The latch device according to claim 9, wherein the angle is about 180 ° with respect to 4). 12. Two sprocket wheels (108A, 1)
The latch device according to claim 9, wherein 08B) are provided on a common movable carriage (112). 13. The latch device according to claim 12, wherein the movable carriage is connected to an operating means. 14. The latch device according to claim 13, wherein the operating means is electrically operable. 15. The latch device according to claim 10, wherein the drive belt is guided around two pulling rollers (106, 110) provided inside thereof. 16. A gear system shaft (46) on the output shaft (40) via a traction mechanism (44) thereon.
9. The latching device according to claim 8, further comprising a third pulley (42) for driving the. 17. The hollow shaft (86) and the gear system shaft (46) comprise a planetary gear system (126, 122,
7. A latching device according to claim 6, wherein the latching devices are connected to each other by means of 124). 18. A motor (3) having an output shaft (40) mounted on a fixed housing (66) and having attached thereto first and second drive pulleys (172, 142).
8), the first drive pulley (172) drives the transport device (36) via the traction mechanism (70), and the second drive pulley (142) includes the traction mechanism (44). Latch device according to claim 17, wherein the gear system shaft (46) is driven via 19. A planetary gear system (126, 122,
124), the sun gear (126) is provided on the gear system shaft, the planetary gear carrier (120) is formed on the hollow shaft (86) as a flange, and the ring gear (124) is , Ball bearings (1
18. The latching device according to claim 17, which is supported on the outer circumference of the hollow shaft (86) via 25). 20. The latch device according to claim 19, wherein auxiliary drive means (138, 140, 142) are engaged with the outer circumference of the ring gear (124). 21. The latch device according to claim 20, wherein the outer periphery of the ring gear (124) is provided with gear teeth engaging with the large gear (142) of the servomotor (138). 22. The bearing roller (20) has a running surface (18) having a concave cross section, and the bearing race (14) has a convex cross section having a complementary relationship with the running surface (18). The latch device according to claim 1, comprising a running surface (16). 23. The bearing roller (20) has a running surface having a convex cross section, and the bearing race (14).

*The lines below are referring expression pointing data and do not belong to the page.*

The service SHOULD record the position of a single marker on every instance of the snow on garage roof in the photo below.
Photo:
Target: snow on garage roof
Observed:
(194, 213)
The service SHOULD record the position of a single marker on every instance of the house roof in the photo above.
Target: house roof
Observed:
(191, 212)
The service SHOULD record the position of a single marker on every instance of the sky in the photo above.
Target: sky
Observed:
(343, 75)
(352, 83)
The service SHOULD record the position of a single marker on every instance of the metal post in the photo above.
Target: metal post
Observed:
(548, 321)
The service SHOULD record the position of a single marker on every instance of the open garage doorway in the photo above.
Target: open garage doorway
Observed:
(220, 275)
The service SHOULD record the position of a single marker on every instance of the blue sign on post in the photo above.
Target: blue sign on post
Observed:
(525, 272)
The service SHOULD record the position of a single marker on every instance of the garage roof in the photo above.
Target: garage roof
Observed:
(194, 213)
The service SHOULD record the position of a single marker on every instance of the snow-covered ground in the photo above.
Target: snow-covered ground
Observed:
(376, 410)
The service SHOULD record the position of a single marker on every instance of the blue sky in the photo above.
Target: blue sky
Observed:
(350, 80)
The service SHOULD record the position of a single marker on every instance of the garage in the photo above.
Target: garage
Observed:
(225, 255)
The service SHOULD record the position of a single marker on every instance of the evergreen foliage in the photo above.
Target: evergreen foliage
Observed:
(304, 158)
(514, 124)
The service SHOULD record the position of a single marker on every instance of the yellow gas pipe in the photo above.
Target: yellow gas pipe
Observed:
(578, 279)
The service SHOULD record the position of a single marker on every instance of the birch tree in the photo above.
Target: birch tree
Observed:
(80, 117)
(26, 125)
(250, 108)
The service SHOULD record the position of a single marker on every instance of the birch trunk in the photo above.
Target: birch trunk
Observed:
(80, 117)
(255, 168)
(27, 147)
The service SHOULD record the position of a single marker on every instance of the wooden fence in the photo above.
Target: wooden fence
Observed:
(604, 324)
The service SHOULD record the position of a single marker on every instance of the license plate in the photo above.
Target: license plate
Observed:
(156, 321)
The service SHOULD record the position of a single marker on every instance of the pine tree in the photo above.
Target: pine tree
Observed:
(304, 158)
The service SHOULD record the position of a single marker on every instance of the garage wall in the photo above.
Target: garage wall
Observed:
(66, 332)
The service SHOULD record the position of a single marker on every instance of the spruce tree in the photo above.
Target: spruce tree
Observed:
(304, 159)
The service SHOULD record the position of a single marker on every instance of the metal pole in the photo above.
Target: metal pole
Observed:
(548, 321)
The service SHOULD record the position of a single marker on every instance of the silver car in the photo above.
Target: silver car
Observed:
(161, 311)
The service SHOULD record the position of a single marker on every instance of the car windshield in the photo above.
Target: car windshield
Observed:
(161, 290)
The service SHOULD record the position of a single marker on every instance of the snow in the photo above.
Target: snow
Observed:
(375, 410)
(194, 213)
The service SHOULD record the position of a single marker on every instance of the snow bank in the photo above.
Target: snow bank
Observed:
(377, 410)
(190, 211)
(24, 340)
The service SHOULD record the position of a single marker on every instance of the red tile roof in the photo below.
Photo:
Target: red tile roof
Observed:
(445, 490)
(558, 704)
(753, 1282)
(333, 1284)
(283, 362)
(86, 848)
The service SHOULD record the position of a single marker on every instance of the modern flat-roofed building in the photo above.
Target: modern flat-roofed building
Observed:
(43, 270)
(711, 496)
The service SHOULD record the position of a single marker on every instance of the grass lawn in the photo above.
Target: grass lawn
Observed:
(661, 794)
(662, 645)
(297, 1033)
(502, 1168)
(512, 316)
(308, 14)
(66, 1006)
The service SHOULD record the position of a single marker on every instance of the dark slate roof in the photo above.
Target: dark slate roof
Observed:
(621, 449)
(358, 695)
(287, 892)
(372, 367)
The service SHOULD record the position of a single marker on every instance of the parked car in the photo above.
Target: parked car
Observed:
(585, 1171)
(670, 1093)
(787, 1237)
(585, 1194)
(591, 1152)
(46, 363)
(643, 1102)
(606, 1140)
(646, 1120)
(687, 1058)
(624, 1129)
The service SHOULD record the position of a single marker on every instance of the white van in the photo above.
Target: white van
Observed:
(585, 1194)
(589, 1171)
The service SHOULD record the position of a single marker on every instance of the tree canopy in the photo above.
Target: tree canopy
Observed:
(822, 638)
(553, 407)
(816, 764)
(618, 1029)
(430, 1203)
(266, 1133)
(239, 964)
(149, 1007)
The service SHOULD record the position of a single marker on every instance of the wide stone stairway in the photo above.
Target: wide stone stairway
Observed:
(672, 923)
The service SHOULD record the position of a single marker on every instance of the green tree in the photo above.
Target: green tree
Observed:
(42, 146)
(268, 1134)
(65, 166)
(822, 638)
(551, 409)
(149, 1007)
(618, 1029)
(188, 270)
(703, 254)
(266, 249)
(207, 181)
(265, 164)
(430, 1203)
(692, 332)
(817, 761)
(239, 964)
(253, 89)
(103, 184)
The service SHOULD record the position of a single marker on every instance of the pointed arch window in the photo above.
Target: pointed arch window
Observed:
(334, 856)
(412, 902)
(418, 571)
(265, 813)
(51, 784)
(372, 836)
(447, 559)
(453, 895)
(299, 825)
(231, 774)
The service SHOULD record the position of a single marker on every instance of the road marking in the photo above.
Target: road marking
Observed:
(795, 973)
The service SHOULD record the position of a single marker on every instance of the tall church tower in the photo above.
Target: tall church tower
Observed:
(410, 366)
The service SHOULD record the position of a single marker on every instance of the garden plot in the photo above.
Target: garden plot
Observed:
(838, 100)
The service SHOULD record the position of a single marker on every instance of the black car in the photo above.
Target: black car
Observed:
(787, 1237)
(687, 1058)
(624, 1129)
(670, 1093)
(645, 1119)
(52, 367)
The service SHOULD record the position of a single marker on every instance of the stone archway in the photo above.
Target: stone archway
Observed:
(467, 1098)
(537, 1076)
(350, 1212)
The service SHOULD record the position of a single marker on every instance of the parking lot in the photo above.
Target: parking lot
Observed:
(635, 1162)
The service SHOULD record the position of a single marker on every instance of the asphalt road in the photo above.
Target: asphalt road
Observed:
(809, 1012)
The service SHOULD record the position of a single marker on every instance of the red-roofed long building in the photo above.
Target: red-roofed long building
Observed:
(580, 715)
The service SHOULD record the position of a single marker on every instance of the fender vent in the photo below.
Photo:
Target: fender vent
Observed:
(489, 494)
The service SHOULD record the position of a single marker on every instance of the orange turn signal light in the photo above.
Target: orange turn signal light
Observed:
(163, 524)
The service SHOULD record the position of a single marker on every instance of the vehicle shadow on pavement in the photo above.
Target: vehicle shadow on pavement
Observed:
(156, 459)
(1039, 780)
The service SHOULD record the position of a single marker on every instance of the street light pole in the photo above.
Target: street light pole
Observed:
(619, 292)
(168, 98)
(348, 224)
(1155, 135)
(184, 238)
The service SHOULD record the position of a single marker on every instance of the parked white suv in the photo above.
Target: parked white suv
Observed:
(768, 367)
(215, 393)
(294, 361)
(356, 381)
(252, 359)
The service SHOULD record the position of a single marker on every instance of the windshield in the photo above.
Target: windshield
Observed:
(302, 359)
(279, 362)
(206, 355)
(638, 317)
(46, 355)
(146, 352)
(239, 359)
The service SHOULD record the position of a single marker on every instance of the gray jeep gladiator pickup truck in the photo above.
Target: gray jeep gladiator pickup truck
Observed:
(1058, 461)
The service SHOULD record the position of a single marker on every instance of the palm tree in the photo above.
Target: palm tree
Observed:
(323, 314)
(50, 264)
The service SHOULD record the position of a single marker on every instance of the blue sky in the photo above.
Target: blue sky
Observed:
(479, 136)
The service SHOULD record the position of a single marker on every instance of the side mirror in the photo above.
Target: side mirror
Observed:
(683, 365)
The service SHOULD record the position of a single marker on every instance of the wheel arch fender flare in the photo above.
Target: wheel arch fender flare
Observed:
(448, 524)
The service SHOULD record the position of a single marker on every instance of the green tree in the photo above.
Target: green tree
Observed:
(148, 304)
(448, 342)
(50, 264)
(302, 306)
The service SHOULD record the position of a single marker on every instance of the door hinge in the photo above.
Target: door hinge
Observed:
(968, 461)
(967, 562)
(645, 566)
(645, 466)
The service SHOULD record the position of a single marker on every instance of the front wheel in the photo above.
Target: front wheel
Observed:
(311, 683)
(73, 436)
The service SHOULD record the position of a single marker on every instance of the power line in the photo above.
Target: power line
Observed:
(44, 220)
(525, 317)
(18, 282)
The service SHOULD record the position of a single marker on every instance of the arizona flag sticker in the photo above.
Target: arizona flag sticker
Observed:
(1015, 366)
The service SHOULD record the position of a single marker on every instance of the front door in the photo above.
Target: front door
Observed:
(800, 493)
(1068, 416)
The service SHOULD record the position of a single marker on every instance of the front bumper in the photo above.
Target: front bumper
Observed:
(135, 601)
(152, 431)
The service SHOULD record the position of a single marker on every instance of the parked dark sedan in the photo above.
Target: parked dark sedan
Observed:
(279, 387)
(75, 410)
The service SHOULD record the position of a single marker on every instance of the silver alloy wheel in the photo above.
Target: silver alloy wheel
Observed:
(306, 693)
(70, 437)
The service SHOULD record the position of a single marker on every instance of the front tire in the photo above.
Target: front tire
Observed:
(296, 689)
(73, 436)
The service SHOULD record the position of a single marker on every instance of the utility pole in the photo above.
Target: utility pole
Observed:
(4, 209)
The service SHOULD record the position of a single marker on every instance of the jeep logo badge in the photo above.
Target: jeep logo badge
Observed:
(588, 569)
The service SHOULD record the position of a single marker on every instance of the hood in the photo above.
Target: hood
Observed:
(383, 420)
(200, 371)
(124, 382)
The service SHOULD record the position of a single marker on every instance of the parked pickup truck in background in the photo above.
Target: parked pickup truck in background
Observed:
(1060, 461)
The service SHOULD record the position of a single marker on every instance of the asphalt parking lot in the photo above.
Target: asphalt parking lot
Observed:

The latch device according to claim 1, wherein the latching device has a running surface having a concave cross-section having a complementary relationship with the running surface. 24. The latch device of claim 1, wherein the removable component (12) comprises a separation chamber and the bearing assembly is a component of a centrifuge (10). 25. The removable component comprises a discharge passage (54) fixed to the separation chamber, the separation chamber and discharge passage (54) forming a single disposable part. The latch device according to claim 24.